Happiness versus contentment, what makes a good life?

Published 03 May 2016

Date: 3 May 2016

The popularity of finding happiness over contentment is the focus of a new book by the University of New England’s Dr Jordan McKenzie.

In his latest book, Deconstructing Happiness, Dr McKenzie from the School of Behavioural, Cognitive and Social Sciences looks at what ‘the good life’ means in terms of happiness.

“While happiness is a part of ‘the good life’, the prioritisation of happiness over contentment has left the latter in severe shortage and people’s relationship with the good life uncertain,” said Dr McKenzie.

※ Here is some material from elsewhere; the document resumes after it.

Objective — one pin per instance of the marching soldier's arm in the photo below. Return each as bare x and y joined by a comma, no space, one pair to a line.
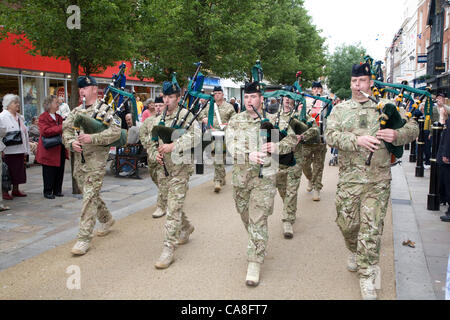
109,135
336,137
407,133
68,134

Dr McKenzie claims that modern societies have prioritised the short bursting, individualised happiness over the enduring, collective benefits of contentment.

“The analysis of happiness in modernity needs to do more than solve the mystery of finding happiness,” Dr McKenzie argues.

He argues that most contemporary happiness studies focus on attaining absolute happiness without much reflection on the relationships individuals have with society.

According to Dr McKenzie the understanding of happiness and its influences on contemporary life has been lost.

“In this book a distinction between happiness and contentment is emphasised, between the temporary and individualised forms of pleasure and the socially-mediated and cultivated forms of satisfaction.”

Dr McKenzie believes a more critical and social understanding of ‘the good life’ is needed to frame important discussions about the kind of society we would like to create.